Nutter Weathers Irene
So it turns out Michael Nutter looks as good in a windbreaker as he does a snow parka. As the last winds from Irene petered out and the sun came out Sunday afternoon, Nutter—along with Gov. Corbett and a host of other pols—stood on the newly drawn banks of the swollen Schuylkill River for a post-game news conference.
Most of the Mayor’s entourage looked like shit on a stick, haggard and exhausted from a stressful night of little to no sleep. Not Nutter. He appeared rested and in command, with a bigger bounce in his step than usual.
There’s something about sudden calamities, natural and otherwise, that brings out the best in the Mayor. Part of it is that he’s mastered the optics of catastrophe, which boil down to being omnipresent and looking like you’re doing something. Part of it is that the city takes disaster prep very seriously, and has some really solid public servants on that job.
But there’s more to Nutter’s solid disaster performance than that. When he’s surveying flood waters, symbolically shoveling sidewalks or finding just the right pitch in the aftermath of a police shooting, you get the sense that Nutter feels like the mayor he always imagined he would be. He clearly gets a charge out of it all. He’s in control. Telegenic. Issuing orders that are promptly followed. No City Council to worry about. The usually carping press in a compliant mood. In other words, no messy politics to spoil the act of governing.

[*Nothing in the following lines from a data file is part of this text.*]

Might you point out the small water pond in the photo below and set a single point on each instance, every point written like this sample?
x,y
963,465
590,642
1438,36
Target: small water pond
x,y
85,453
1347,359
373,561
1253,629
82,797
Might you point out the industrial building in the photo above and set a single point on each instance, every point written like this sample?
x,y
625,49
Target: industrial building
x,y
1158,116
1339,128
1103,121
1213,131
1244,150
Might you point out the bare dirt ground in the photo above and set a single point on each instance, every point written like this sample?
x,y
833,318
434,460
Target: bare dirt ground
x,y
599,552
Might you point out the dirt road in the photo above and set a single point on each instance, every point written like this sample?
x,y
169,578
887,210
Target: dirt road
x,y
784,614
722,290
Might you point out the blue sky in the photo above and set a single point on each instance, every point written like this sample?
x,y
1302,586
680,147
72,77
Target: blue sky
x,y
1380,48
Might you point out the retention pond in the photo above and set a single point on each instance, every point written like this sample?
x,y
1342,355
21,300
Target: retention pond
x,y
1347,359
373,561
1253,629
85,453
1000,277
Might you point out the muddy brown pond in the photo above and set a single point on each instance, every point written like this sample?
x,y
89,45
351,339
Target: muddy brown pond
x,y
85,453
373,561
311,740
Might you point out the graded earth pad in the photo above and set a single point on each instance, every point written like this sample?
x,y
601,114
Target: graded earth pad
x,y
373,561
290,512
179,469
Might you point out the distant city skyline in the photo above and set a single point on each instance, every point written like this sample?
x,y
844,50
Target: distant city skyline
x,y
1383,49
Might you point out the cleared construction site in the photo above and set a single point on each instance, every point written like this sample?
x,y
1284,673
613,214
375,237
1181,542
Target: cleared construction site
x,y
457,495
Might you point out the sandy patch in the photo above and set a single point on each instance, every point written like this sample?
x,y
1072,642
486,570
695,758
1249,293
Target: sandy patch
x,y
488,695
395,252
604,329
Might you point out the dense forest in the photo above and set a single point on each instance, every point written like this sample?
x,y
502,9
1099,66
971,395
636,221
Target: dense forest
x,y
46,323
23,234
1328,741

The Mayor’s competence in a catastrophe wasn’t a given. We had no real reason to expect a wonky councilman like Nutter would prove so effective at this part of the job. But he has. And not just in the disasters. Nutter is a fantastic ambassador for Philadelphia nationally, particularly on the cable networks and in organizations like the U.S. Conference of Mayors.
The trouble, of course, is that disaster management and MSNBC appearances are a tiny fraction of a mayor’s job. When the jobs are messier, or more political, or longer-term and more boring, Nutter’s performance is less impressive. The nice thing about Irene is that flood waters recede on their own pretty quickly, so none of us have to worry that the city’s efforts will suddenly flag, like snow removal has so often in this administration 24 hours or so after the big storm.